Ora: non mi piace l’atto di dissacrare in sé, e i miti di solito sono miti per dei buoni motivi. Più che dissacrare il mito del New Yorker, sento il bisogno, dopo un lustro che ha rinnovato il panorama del giornalismo culturale italiano, di fare il punto della situazione su questa idea.

Ho comprato l’edizione tascabile di Reporting Always, la raccolta degli articoli più belli di Lillian Ross, una delle firme più significative della rivista che vanta innumerevoli tentativi d’imitazione. Ross è la persona perfetta per fare una radiografia allo stile New Yorker: è diventata staff writer nientemeno che nel 1945, e il libro comincia con una giovane Julie Andrews e poi il cane Lassie. Tra gli ultimi pezzi, un ritratto dell’artista Wes Anderson da giovane, nei primi anni Duemila. Il libro è dedicato «al branco talentuoso degli editor disinteressati [selfless] del New Yorker 1945-2015». Settant’anni di Bauhaus giornalistica: funzionalismo, abnegazione, stile redazionale unificante e a prova di ego (perfino il vanitosissimo John Updike pubblicava recensioni brevi non firmate).

Lillian Ross è la perfetta “fly on the wall”: sa cioè che è impossibile seguire la regola che ci vuole invisibili “mosche sul muro” quando raccontiamo un posto, una persona, una celebrità, un mondo. Pur scrivendo con il “noi”, questa reporter è una donna che stringe relazioni con tutti, conquistando Ernest Hemingway, Federico Fellini, J. D. Salinger e tanti altri.
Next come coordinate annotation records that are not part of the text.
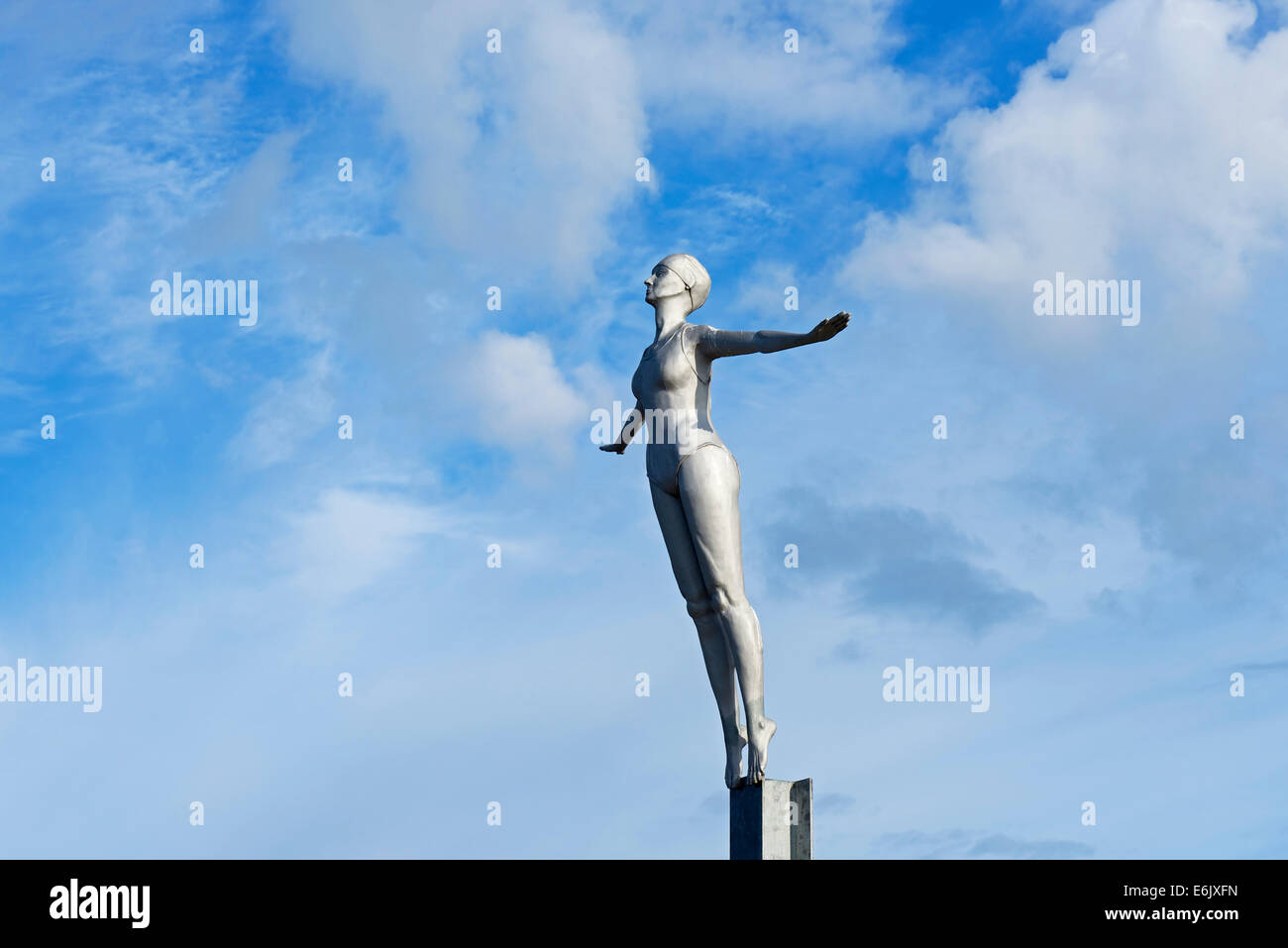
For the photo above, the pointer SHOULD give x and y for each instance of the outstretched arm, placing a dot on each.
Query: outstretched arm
(717, 343)
(629, 428)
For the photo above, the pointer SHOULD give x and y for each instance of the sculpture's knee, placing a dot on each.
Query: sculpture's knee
(725, 600)
(699, 607)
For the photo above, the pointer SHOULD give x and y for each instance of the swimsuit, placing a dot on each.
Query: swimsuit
(677, 403)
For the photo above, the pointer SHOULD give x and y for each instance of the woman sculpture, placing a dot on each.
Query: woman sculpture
(695, 481)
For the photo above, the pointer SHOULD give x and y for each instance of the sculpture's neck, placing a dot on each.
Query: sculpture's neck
(669, 314)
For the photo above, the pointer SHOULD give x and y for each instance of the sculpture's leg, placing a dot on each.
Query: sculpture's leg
(711, 634)
(708, 493)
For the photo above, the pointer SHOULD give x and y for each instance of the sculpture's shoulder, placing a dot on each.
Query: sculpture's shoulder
(697, 333)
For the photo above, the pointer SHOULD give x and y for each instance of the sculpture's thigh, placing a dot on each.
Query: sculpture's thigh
(708, 492)
(679, 546)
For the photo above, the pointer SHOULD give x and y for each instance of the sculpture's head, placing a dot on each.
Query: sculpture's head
(678, 274)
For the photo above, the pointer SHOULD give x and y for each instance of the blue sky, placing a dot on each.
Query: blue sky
(472, 427)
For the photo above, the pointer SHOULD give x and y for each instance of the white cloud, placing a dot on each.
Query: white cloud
(284, 415)
(515, 156)
(1108, 165)
(351, 539)
(520, 395)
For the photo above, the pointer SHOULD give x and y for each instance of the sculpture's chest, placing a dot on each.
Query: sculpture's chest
(664, 369)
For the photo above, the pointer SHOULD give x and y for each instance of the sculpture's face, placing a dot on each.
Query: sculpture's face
(661, 283)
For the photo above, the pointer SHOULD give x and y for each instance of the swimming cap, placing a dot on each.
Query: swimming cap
(696, 278)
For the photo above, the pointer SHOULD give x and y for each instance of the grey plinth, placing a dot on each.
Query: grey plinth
(772, 819)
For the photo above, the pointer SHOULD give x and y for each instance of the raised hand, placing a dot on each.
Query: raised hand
(829, 327)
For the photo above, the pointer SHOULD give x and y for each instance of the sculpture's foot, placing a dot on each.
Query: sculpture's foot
(758, 755)
(733, 755)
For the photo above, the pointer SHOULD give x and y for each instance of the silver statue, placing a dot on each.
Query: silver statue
(696, 491)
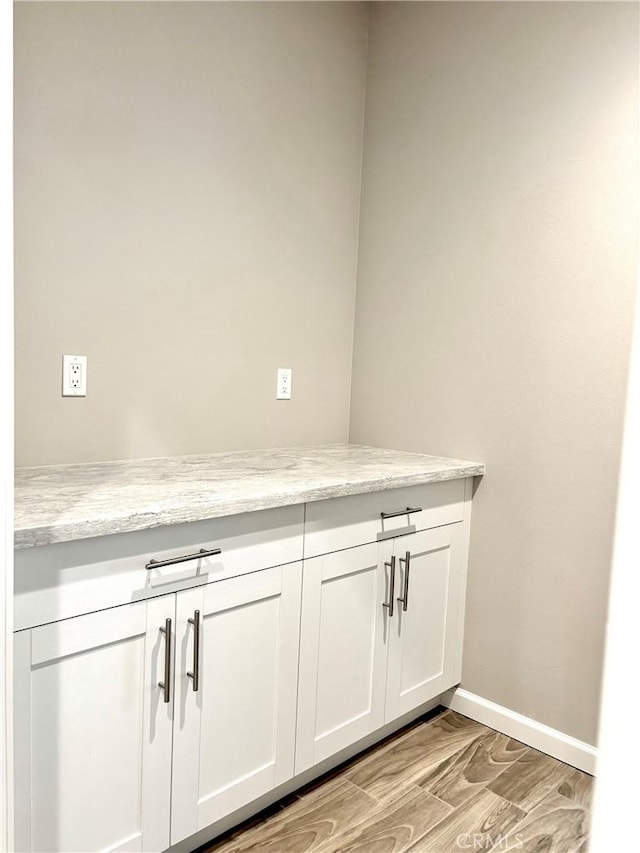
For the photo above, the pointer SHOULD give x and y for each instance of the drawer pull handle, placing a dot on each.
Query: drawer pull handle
(195, 675)
(166, 684)
(398, 512)
(392, 585)
(404, 600)
(158, 564)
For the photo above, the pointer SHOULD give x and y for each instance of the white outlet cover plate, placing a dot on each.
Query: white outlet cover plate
(74, 376)
(283, 383)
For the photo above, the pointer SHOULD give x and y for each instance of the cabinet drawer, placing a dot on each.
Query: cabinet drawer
(339, 523)
(71, 578)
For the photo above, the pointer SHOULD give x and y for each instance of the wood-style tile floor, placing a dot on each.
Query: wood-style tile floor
(444, 785)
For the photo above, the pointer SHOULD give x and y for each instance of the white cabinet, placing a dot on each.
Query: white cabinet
(93, 734)
(234, 735)
(104, 763)
(363, 662)
(424, 652)
(343, 651)
(275, 647)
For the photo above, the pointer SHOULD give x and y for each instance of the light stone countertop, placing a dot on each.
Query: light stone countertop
(59, 503)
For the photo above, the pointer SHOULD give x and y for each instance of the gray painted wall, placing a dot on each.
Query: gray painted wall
(187, 199)
(496, 280)
(186, 213)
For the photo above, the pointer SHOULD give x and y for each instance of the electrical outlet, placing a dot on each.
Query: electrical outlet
(74, 376)
(283, 383)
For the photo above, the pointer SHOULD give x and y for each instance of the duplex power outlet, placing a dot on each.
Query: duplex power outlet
(283, 383)
(74, 376)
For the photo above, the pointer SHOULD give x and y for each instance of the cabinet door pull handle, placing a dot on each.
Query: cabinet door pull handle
(195, 675)
(171, 561)
(404, 600)
(408, 511)
(166, 684)
(392, 585)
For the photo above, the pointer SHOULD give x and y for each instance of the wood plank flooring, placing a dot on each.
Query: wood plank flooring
(446, 784)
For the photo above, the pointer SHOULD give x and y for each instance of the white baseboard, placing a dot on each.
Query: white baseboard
(551, 741)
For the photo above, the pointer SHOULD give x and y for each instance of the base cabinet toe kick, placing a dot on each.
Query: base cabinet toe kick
(167, 678)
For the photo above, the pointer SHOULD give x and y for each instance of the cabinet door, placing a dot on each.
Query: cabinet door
(234, 736)
(93, 734)
(343, 652)
(423, 637)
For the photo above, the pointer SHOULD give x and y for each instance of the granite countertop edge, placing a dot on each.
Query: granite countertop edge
(30, 533)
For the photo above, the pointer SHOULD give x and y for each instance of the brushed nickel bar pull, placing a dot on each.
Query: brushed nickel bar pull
(195, 675)
(392, 585)
(404, 600)
(398, 512)
(158, 564)
(166, 684)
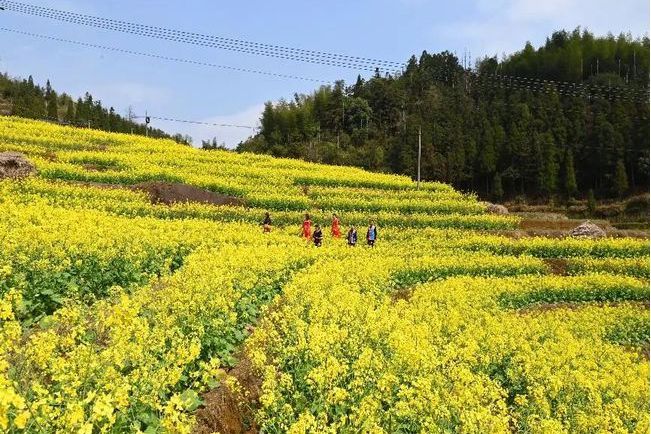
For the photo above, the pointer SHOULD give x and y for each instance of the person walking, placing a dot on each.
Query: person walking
(352, 237)
(307, 227)
(266, 223)
(335, 230)
(317, 236)
(371, 234)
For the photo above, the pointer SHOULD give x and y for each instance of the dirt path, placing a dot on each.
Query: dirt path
(230, 408)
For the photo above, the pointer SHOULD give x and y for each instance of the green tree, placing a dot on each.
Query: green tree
(570, 177)
(592, 202)
(497, 190)
(621, 180)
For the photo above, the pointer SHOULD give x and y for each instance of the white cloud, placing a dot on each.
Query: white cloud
(132, 93)
(231, 136)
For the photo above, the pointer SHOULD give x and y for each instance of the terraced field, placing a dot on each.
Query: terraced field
(121, 314)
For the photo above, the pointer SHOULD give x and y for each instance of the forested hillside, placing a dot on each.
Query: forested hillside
(26, 99)
(557, 121)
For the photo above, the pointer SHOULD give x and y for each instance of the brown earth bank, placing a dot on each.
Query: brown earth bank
(14, 165)
(575, 305)
(169, 193)
(230, 408)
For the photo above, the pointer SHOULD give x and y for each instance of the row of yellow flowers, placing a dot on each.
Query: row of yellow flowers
(346, 357)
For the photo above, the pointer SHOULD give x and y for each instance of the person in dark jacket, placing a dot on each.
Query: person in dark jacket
(352, 236)
(266, 223)
(371, 234)
(317, 236)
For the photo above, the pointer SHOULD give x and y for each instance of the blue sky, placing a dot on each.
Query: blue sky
(384, 29)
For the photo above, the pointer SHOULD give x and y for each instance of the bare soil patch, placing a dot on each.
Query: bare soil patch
(559, 224)
(557, 266)
(94, 167)
(402, 294)
(228, 409)
(574, 305)
(169, 193)
(15, 165)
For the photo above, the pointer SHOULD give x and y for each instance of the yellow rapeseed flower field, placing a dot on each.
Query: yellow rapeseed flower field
(117, 314)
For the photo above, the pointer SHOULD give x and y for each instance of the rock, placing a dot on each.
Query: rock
(493, 208)
(587, 230)
(14, 165)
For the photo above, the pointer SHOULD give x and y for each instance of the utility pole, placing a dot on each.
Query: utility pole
(419, 149)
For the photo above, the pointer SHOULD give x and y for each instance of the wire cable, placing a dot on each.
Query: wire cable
(161, 57)
(271, 50)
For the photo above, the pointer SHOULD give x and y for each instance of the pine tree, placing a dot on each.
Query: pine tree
(621, 180)
(592, 202)
(497, 191)
(570, 177)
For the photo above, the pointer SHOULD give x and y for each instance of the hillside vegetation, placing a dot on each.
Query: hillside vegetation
(496, 129)
(121, 314)
(29, 100)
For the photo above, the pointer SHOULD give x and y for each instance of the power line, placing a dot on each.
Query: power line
(161, 57)
(185, 121)
(257, 48)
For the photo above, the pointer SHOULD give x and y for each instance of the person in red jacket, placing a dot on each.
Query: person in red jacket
(335, 230)
(307, 227)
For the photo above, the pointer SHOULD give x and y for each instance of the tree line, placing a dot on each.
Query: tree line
(481, 130)
(26, 99)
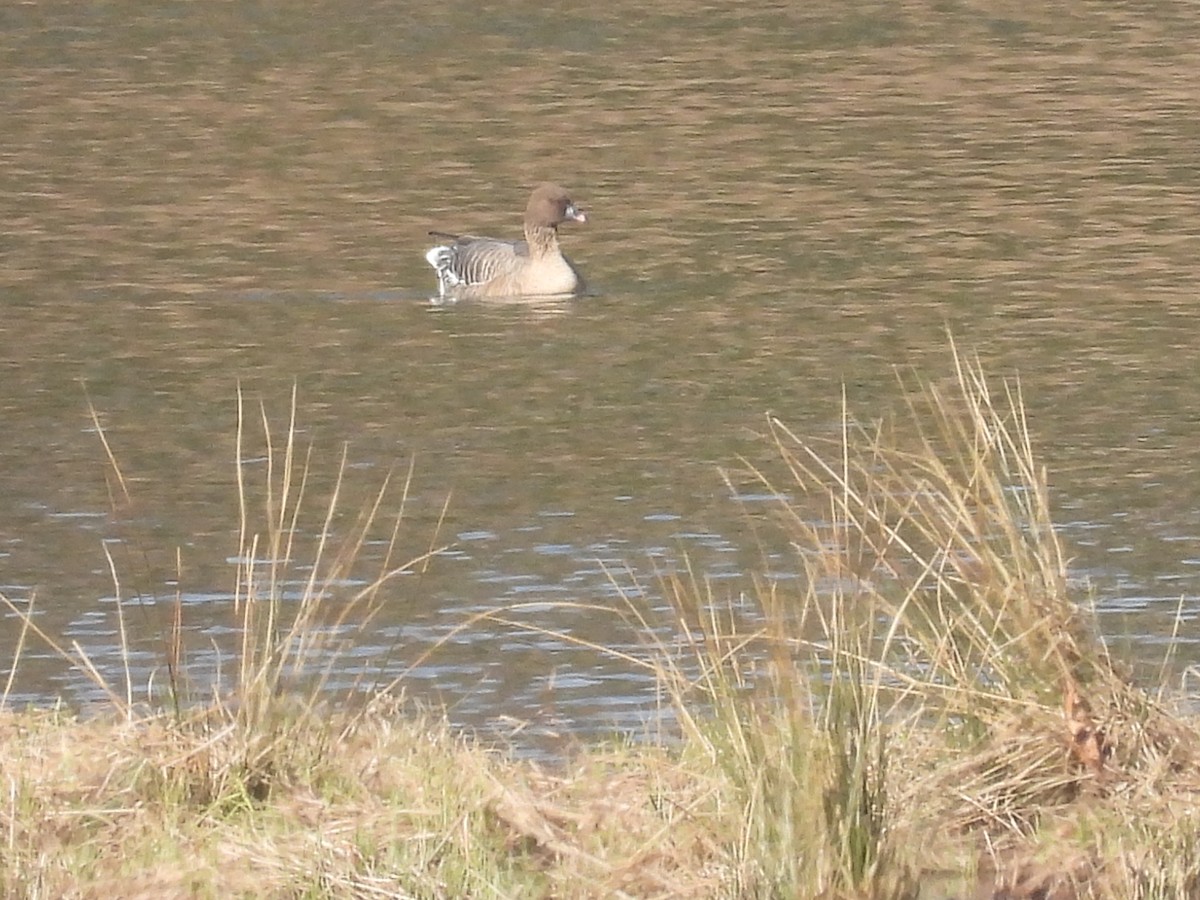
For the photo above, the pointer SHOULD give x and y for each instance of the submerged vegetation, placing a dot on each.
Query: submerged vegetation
(928, 713)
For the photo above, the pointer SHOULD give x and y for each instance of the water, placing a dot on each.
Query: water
(781, 201)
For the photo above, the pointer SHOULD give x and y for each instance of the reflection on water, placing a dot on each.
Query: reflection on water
(781, 201)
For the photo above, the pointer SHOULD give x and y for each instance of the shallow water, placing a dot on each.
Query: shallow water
(781, 201)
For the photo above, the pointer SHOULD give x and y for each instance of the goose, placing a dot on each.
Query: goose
(475, 268)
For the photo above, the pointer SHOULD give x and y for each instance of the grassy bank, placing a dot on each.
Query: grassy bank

Certo, come nota il direttore del New Yorker David Remnick nella prefazione, erano altri tempi, «senza l’intralcio degli specialisti delle pubbliche relazioni», e Ross riceveva inviti a unirsi alle scampagnate dei geni del suo tempo, saltava in macchina con loro e raccontava tutto senza problemi… Ma non possiamo lamentarci: con questo libro irresistibile possiamo imparare come funziona il mestiere, e al tempo stesso tranquillizzarci, perché anche il New Yorker ha i suoi difetti, e scoprirli ci farà bene.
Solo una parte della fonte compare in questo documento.